What seems so easy – having your picture taken – became a symbol of my own rebellion to rules of the fashion world.
No, I am not a model, and I do not aspire to be one. I do not wish to modify my appearance to the point of homologation to said category (with all the respect: more power to them if they can make it work, I’m all in for diversity). But I want my voice to be heard, and my face isn’t going anywhere.
Let me put it like this: I am the living proof that fashion is not made just for one size or one type of woman. I also firmly believe that diversity is to be respected and empowered: nobody should be forced into feeling less beautiful or “fitting” (pardon my words game) if their size is not the sample one. As long as you’re healthy and have a good, productive life, at ease with yourself, you’re ok in my book. And as for those who believe I’m wrong… well, live with it, I won’t be placed in a box you can tick that easily.
This post was originally meant to be all about Douiret, the wonderful, magic setting of my shoot. But as it often happens, it went in another direction, following my own trail of thought.
Bottom line, thank you, all 39 K of you following me here and on Instagram, for you have made my life certainly quite different, and you’ve given me ideas I am excited to work on in 2016, God willing. Or as they say here, inshAllah. A year and a half ago, we were less than 1k. Now we are growing together. That itself is a gift.

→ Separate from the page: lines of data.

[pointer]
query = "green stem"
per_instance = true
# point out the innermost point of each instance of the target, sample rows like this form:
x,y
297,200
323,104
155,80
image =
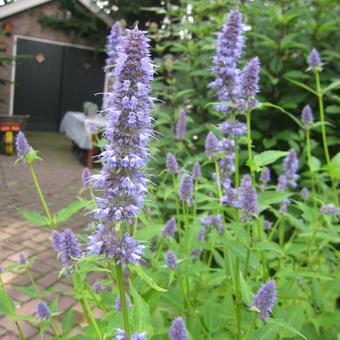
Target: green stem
x,y
248,250
249,145
324,133
12,311
309,160
218,180
177,210
121,287
237,165
41,195
77,282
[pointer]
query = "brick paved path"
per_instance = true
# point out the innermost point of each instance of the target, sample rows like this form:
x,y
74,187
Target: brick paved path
x,y
59,174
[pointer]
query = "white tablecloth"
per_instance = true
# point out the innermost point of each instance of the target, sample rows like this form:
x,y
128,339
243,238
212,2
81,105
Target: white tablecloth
x,y
78,127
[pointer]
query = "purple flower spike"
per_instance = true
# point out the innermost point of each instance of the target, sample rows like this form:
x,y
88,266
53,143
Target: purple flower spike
x,y
314,60
86,177
181,124
265,299
98,287
118,305
249,85
233,128
43,312
186,189
171,260
267,225
171,163
22,259
169,228
196,170
105,241
248,199
307,115
178,330
21,144
56,240
211,145
69,247
330,209
137,336
121,181
289,177
265,177
112,43
230,43
305,193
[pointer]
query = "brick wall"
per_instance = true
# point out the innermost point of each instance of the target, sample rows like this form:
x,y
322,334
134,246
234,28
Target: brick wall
x,y
27,24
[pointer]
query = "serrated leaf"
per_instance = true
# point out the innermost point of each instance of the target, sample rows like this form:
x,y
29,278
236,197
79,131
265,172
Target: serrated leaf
x,y
267,198
268,157
33,217
246,293
284,325
139,271
140,317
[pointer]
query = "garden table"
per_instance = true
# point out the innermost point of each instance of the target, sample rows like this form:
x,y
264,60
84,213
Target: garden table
x,y
80,129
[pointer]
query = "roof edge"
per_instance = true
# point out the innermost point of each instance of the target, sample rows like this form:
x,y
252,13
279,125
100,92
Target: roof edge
x,y
21,6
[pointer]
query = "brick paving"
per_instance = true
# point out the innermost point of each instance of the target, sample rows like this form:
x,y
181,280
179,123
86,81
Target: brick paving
x,y
59,174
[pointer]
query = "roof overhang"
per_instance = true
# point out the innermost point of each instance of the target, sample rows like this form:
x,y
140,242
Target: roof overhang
x,y
23,5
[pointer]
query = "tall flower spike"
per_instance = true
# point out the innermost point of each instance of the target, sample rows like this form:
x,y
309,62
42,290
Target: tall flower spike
x,y
178,330
265,299
171,163
248,199
86,177
112,43
69,247
211,145
181,124
169,228
330,209
21,144
230,43
307,115
105,241
43,312
128,132
196,170
171,260
249,85
186,189
314,59
289,177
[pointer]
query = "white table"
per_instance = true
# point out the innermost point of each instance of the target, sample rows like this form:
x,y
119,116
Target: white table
x,y
80,128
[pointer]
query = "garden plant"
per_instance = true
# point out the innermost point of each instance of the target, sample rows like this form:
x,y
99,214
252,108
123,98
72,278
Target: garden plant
x,y
213,240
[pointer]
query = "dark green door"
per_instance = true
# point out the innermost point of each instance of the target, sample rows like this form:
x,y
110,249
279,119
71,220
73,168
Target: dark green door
x,y
53,80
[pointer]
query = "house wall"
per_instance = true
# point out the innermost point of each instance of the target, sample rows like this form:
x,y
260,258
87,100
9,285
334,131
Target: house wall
x,y
27,24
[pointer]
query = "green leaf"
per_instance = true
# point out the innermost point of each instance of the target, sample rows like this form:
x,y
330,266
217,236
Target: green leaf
x,y
246,293
304,86
140,316
268,157
284,325
33,217
67,212
332,86
139,271
267,198
67,321
290,115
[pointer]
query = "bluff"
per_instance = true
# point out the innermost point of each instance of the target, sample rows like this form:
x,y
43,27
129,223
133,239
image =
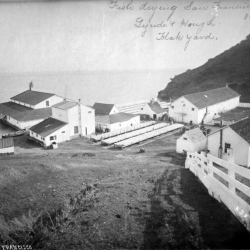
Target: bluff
x,y
231,67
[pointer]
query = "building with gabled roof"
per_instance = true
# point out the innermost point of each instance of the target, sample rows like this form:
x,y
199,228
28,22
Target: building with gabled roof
x,y
232,142
49,131
22,117
154,110
81,118
203,106
105,109
116,121
191,141
35,99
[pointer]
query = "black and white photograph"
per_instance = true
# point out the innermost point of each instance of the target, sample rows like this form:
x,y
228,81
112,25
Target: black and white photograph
x,y
124,124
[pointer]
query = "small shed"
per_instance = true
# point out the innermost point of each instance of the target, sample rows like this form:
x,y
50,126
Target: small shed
x,y
6,146
191,141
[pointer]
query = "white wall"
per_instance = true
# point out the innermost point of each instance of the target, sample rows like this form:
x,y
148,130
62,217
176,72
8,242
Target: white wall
x,y
52,101
71,116
6,150
197,115
60,136
238,144
148,111
182,105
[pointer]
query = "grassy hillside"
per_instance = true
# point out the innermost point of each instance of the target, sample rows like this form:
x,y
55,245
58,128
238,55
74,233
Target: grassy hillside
x,y
231,67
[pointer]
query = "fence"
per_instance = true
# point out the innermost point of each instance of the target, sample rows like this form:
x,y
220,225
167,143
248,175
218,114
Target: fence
x,y
121,131
134,133
225,181
139,138
244,105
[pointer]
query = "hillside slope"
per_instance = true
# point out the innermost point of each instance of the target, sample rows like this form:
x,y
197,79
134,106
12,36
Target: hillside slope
x,y
232,67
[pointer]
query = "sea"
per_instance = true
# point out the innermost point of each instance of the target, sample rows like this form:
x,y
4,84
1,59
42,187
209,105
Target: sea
x,y
118,87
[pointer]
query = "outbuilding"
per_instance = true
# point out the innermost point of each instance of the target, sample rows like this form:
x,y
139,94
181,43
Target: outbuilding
x,y
49,131
203,106
154,110
191,141
81,118
232,142
6,146
105,109
110,123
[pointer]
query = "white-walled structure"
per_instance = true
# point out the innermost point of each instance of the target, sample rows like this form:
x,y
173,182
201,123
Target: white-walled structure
x,y
154,110
36,100
191,141
105,109
116,121
50,131
203,106
81,118
234,141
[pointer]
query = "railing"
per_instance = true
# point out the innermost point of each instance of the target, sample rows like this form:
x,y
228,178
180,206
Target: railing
x,y
225,181
244,105
121,131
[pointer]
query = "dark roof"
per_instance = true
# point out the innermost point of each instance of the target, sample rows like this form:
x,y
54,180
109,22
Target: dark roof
x,y
242,128
102,108
155,106
22,113
114,118
195,135
211,97
47,127
32,97
65,105
234,115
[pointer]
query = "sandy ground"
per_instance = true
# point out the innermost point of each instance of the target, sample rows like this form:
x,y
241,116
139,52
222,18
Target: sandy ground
x,y
149,194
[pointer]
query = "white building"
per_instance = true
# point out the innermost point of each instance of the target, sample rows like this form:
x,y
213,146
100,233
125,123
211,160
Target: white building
x,y
232,143
154,110
191,141
36,100
6,146
105,109
116,121
50,131
81,118
203,106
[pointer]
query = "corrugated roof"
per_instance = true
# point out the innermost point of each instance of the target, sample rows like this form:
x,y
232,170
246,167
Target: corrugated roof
x,y
22,113
242,128
114,118
195,135
156,108
102,108
65,105
47,127
32,97
211,97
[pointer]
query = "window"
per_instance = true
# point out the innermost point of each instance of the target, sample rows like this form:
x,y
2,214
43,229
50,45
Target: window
x,y
227,145
76,129
52,138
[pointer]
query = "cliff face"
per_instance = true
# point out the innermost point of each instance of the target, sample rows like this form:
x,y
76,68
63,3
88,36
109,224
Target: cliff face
x,y
232,67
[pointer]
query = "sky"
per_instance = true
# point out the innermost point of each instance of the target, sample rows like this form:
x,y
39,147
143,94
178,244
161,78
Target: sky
x,y
69,36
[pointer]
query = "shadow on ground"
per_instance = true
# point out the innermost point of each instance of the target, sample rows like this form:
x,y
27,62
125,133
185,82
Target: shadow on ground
x,y
184,216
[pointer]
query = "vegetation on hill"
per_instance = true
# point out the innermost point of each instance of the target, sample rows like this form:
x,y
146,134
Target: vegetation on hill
x,y
231,67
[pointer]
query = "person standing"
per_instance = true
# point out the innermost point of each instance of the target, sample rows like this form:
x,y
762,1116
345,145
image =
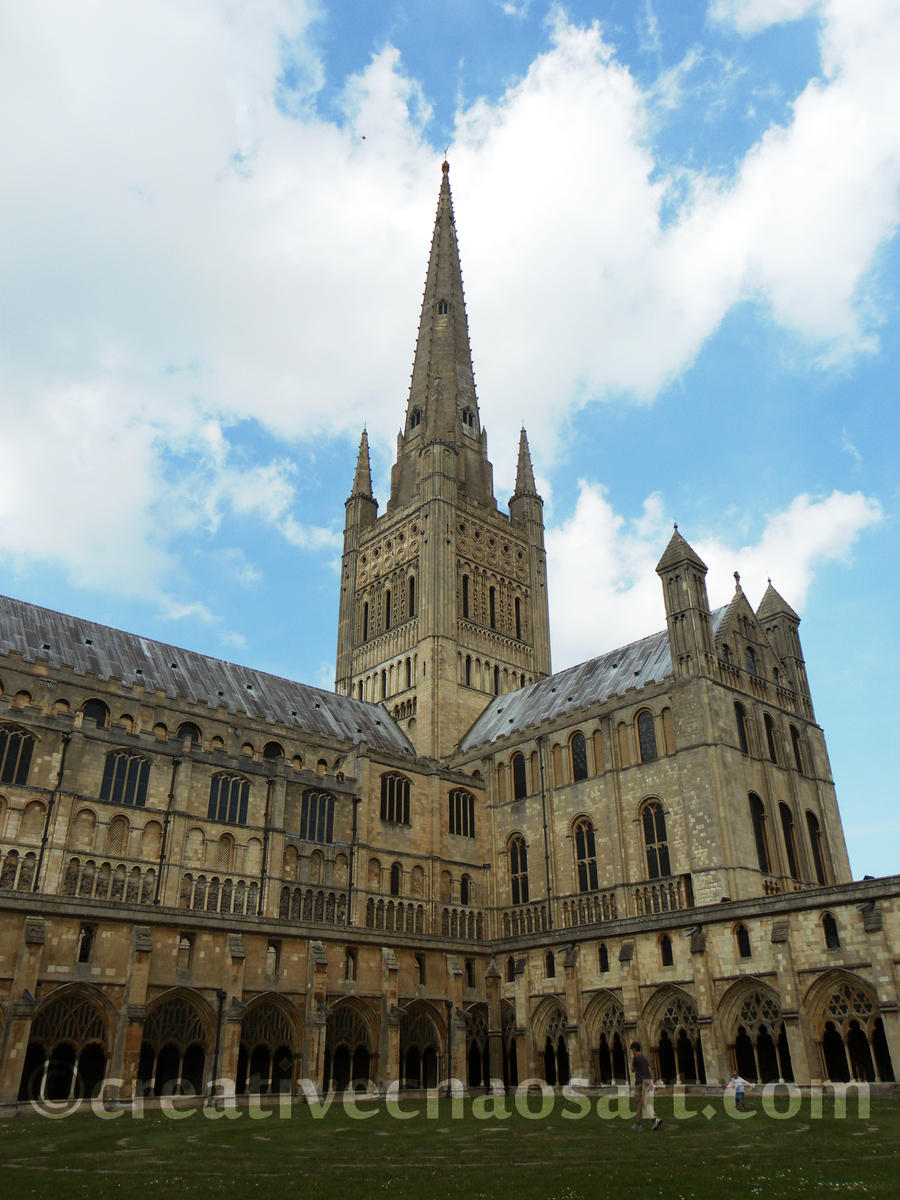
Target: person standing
x,y
643,1089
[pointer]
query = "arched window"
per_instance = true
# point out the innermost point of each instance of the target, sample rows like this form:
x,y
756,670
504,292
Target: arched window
x,y
125,779
829,928
771,737
586,856
647,736
743,941
790,840
395,798
317,816
462,814
579,753
519,869
228,796
665,951
796,745
741,720
97,712
815,841
757,819
16,749
520,784
653,820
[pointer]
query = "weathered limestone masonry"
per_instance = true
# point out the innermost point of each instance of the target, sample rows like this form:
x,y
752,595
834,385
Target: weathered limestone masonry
x,y
457,864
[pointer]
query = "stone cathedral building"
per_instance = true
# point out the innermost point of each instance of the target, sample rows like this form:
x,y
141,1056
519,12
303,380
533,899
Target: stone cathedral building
x,y
459,864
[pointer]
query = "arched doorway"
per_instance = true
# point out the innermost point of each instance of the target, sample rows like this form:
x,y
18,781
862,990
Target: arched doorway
x,y
268,1048
67,1050
178,1036
349,1048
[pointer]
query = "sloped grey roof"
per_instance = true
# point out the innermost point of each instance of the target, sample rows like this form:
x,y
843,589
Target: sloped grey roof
x,y
91,649
630,666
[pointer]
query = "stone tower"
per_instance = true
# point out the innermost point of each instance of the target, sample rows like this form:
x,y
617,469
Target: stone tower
x,y
443,597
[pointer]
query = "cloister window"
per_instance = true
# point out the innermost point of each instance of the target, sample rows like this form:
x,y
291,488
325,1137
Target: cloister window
x,y
665,951
647,736
228,797
16,749
462,814
757,819
586,856
519,869
125,779
741,720
653,820
743,941
520,783
771,737
790,840
579,753
829,928
395,798
317,816
815,841
796,747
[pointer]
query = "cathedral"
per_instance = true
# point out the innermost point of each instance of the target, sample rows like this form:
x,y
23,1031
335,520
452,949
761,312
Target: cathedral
x,y
459,865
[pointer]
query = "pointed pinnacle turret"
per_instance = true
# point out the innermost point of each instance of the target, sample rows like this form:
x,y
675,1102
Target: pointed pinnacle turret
x,y
443,384
363,479
525,472
773,605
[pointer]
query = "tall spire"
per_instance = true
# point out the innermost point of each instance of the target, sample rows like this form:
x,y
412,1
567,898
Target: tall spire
x,y
443,383
363,479
525,472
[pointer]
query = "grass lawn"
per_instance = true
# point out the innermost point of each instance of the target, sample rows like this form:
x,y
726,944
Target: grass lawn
x,y
553,1157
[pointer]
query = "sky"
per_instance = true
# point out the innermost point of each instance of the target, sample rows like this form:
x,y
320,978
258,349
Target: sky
x,y
677,221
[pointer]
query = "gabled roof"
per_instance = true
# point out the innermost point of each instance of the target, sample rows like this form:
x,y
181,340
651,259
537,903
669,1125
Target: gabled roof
x,y
41,635
588,683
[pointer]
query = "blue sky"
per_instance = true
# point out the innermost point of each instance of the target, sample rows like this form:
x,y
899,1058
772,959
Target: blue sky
x,y
678,232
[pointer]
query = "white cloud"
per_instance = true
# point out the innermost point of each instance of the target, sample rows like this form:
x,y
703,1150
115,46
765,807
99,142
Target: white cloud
x,y
604,588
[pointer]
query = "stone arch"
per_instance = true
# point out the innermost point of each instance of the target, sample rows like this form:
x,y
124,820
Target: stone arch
x,y
846,1023
750,1019
605,1026
269,1047
351,1047
671,1020
421,1045
179,1035
551,1048
69,1044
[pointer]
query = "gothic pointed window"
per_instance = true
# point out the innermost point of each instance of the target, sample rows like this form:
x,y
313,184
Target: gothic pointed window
x,y
520,784
519,869
16,749
586,856
757,819
579,753
125,779
653,821
741,721
647,736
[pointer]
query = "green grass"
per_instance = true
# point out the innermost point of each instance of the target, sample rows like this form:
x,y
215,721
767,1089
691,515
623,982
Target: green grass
x,y
553,1158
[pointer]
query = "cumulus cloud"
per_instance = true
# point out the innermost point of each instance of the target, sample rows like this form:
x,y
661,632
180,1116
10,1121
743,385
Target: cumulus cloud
x,y
604,588
191,244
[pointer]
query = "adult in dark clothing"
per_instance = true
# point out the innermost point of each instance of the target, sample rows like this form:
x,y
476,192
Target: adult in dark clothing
x,y
643,1089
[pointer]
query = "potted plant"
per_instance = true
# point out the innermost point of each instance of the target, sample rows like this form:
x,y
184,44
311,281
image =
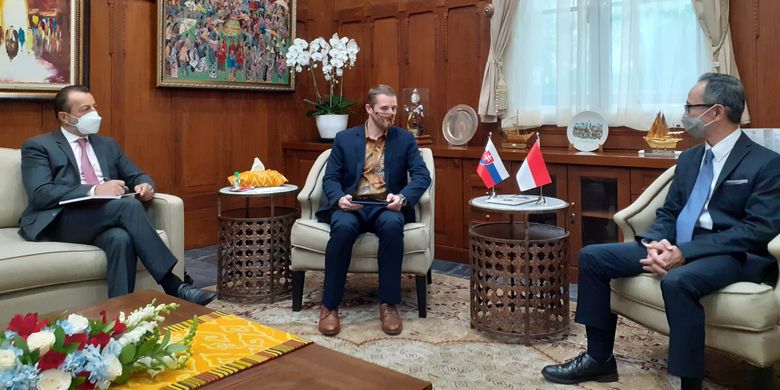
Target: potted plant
x,y
332,57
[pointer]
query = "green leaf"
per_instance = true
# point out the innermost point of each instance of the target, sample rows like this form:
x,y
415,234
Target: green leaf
x,y
175,348
127,355
59,338
145,348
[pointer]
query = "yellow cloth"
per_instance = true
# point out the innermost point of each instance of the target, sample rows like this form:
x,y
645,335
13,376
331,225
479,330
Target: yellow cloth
x,y
266,178
224,344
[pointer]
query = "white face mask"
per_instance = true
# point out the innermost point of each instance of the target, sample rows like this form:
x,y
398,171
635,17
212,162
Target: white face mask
x,y
89,123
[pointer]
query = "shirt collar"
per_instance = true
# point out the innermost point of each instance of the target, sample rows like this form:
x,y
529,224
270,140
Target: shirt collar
x,y
70,136
723,148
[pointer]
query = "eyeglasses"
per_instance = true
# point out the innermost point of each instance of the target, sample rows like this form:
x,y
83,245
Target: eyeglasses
x,y
689,106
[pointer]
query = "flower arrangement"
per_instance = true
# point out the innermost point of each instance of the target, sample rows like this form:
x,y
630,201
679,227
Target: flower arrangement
x,y
78,353
334,55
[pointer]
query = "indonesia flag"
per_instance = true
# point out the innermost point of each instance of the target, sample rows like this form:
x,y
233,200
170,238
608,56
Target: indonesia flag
x,y
490,167
533,173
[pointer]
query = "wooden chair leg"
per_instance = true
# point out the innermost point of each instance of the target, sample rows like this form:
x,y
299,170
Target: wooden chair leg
x,y
422,295
762,378
298,277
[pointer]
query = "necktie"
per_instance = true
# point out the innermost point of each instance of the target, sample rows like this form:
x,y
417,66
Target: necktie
x,y
86,166
701,190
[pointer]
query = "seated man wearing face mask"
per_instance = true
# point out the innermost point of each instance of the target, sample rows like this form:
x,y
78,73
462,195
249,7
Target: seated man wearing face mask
x,y
721,211
73,162
370,162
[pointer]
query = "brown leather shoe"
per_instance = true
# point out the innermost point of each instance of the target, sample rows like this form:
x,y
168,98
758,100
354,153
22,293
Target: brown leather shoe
x,y
391,321
329,321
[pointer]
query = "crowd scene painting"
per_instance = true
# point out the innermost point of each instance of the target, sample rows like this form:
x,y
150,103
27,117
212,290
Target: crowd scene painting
x,y
213,42
35,48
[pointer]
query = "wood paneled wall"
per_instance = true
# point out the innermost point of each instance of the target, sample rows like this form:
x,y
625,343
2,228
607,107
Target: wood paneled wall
x,y
189,140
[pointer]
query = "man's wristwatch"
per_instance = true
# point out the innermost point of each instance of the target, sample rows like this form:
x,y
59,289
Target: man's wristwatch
x,y
403,199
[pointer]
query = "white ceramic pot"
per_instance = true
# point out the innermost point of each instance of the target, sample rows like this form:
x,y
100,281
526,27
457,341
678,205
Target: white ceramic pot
x,y
329,125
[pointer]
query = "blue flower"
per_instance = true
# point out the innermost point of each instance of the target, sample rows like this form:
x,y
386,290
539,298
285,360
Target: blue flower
x,y
22,377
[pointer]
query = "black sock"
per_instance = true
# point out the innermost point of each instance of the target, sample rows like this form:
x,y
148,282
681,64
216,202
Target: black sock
x,y
171,283
689,383
601,341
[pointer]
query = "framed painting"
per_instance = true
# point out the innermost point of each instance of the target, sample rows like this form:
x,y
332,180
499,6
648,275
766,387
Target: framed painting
x,y
43,47
227,44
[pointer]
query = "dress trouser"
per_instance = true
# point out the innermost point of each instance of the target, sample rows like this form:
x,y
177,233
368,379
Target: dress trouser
x,y
682,288
345,226
121,228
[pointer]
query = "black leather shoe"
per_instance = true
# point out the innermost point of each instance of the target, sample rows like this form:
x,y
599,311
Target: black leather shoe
x,y
195,295
581,369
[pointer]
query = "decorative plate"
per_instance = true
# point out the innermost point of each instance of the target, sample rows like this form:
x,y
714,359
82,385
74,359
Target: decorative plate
x,y
460,124
587,131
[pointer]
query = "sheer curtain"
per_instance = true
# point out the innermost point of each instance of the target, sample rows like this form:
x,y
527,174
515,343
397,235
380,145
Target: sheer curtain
x,y
625,59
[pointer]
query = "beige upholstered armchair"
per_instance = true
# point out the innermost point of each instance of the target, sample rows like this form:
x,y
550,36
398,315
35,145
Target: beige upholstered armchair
x,y
741,319
309,237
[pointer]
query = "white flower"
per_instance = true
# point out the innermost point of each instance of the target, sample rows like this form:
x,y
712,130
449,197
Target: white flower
x,y
113,368
41,341
7,359
78,324
54,380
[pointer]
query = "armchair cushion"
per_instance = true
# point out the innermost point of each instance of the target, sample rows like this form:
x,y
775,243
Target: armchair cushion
x,y
725,309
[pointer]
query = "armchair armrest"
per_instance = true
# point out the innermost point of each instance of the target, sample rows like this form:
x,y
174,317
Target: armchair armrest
x,y
167,213
638,216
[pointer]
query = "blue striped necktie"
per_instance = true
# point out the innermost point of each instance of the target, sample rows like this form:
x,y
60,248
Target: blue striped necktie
x,y
692,210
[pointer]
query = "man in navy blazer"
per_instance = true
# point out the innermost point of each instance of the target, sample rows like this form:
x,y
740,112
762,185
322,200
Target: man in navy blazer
x,y
370,163
721,211
73,162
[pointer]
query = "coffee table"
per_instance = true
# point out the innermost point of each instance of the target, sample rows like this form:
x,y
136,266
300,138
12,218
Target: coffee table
x,y
310,367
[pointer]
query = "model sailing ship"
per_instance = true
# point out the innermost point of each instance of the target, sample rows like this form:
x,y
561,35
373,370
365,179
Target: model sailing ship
x,y
516,136
660,139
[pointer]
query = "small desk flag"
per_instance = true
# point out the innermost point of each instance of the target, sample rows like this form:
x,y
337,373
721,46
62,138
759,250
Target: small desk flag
x,y
533,173
490,167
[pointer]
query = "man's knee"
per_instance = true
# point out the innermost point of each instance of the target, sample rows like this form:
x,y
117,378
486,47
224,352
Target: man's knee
x,y
115,237
391,223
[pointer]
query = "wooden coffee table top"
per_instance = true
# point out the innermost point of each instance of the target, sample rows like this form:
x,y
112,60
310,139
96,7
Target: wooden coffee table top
x,y
310,367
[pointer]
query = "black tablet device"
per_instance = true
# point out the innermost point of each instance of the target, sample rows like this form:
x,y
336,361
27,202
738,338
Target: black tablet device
x,y
370,201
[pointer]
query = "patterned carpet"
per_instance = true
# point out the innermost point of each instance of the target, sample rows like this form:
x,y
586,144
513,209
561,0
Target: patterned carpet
x,y
444,349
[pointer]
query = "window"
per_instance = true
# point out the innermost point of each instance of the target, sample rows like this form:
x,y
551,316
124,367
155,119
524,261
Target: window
x,y
625,59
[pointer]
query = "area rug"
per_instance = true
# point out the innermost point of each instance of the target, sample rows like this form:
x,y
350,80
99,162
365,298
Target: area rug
x,y
444,350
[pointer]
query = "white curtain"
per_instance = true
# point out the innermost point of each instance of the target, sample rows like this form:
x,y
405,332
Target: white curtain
x,y
492,98
713,17
626,60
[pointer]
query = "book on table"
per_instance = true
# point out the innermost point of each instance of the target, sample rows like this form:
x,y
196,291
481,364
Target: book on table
x,y
98,197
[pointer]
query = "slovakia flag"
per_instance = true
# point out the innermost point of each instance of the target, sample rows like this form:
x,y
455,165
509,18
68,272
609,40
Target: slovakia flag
x,y
533,173
490,167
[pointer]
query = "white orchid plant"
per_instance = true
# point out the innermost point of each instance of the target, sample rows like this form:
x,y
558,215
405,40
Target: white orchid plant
x,y
332,57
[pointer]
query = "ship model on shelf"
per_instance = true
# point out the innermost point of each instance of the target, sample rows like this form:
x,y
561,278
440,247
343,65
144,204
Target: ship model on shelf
x,y
516,136
662,141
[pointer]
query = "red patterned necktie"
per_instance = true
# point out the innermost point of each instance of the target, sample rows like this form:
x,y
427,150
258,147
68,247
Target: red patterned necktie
x,y
86,166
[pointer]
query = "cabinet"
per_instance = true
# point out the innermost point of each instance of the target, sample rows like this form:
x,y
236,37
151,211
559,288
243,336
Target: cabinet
x,y
597,185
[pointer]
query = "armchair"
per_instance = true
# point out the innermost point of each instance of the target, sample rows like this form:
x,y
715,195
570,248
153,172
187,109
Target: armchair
x,y
310,237
742,319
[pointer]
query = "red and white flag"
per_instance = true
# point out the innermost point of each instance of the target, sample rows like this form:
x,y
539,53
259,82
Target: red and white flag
x,y
533,173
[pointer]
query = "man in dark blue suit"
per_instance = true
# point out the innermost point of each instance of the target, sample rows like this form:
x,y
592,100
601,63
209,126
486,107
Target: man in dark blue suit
x,y
73,162
721,211
370,163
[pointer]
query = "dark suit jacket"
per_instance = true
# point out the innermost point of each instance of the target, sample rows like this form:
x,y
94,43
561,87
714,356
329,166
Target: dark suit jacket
x,y
346,161
50,174
745,207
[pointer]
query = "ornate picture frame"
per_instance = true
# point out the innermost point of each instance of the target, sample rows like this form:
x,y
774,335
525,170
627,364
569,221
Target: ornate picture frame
x,y
45,46
225,44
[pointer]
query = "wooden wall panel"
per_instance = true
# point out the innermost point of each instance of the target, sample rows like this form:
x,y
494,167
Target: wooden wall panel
x,y
386,53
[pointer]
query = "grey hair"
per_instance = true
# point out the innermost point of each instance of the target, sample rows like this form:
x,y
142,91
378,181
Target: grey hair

( Funny fact: right after the last pic was taken, a storm came crashing down on us, drenching everything. I run for shelter, and I laughed. The old me would have fussed: Lady Violante doesn’t. She feels the storm, and she’s electrified. My wish for everyone is that you should come to feel your storms, and profoundly so: for life is only one, and is to be lived fully, without regrets.)
I am your girl next door.
I am different, unapologetically so.
I am Lady Violante, and 2016, the best is yet to come.